Angamos Este (formerly Primavera and Tomás Marsano) also begins at Arequipa Avenue. Its third and fourth blocks are separated by Paseo de la República Avenue, which also separates Miraflores and Surquillo. Further to the east is Parque Reducto No. 5, a redoubt built to unsuccessfully defend the city from the Chilean Army during the War of the Pacific which was partially destroyed when the avenue was first built during the mid-20th century.

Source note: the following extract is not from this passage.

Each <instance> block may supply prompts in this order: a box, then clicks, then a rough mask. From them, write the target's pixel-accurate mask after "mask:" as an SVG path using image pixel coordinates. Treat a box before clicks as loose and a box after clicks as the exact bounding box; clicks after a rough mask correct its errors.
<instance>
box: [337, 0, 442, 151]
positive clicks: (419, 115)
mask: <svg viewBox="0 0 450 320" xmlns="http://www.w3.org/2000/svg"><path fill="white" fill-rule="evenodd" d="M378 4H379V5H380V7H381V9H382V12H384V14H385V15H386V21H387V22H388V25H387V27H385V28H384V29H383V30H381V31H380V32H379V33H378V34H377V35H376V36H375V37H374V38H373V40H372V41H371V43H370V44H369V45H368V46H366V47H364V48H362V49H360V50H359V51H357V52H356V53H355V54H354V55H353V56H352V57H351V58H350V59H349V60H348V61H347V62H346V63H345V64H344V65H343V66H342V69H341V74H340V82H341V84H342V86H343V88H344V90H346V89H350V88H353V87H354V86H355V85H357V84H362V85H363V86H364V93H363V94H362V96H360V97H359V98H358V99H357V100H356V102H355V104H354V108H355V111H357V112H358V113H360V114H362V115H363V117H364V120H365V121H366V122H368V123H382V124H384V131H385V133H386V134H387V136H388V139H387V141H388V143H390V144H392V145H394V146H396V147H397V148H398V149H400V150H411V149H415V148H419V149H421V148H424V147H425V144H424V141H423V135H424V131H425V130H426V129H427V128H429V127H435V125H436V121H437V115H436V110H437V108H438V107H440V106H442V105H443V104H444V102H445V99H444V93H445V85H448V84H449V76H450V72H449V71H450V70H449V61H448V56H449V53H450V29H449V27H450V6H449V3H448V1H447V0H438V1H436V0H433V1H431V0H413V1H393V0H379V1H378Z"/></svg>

To its north is a neighbourhood known as the Torres de Limatambo, originally a housing project promoted by architect Fernando Belaúnde during his second presidency. The Real Plaza Primavera (formerly Primavera Park Plaza) and Coliseo Eduardo Dibós are part of this neighbourhood. The avenue changes its name to Primavera shortly after passing through Juan XXIII neighbourhood, the National Institute of Neoplastic Diseases and a Luz del Sur power station. Its northwest corner was the site of Toyota Hearne, a defunct Toyota car dealership owned by Argentine racing driver Thomas Eduardo Hearne, whose terrain was eventually replaced by the Torre Tale Primavera skyscraper.

=== Primavera Avenue ===
The avenue begins at San Luis Avenue. Its first blocks pass through Chacarilla del Estanque, an upper-class neighbourhood shared by San Borja and Surco districts. This part of the avenue hosts a number of residences, businesses and restaurants. It passes under Primavera Bridge and continues into Monterrico, where a campus of the Peruvian University of Applied Sciences is located. The avenue is cut off by José Nicolás Rodrigo Street, where the Club Árabe Palestino is located, as is a park of the same name.

== Transport ==
The street is divided into four to nine lanes, depending on its location. Angamos is one of city's avenues with the most vehicular traffic.

=== Bus service ===
The Metropolitano, the city's bus service, operates a station (Estación Angamos) at the avenue's intersection with Paseo de la República Avenue.

=== Metro service ===
The Lima and Callao Metro operates a station (Estación Angamos) of its Line 1 at the avenue's intersection with Avenida Aviación. It was opened on 11 July 2011 as part of the extension of the line from Atocongo to Miguel Grau. The full revenue service started on 3 January 2012.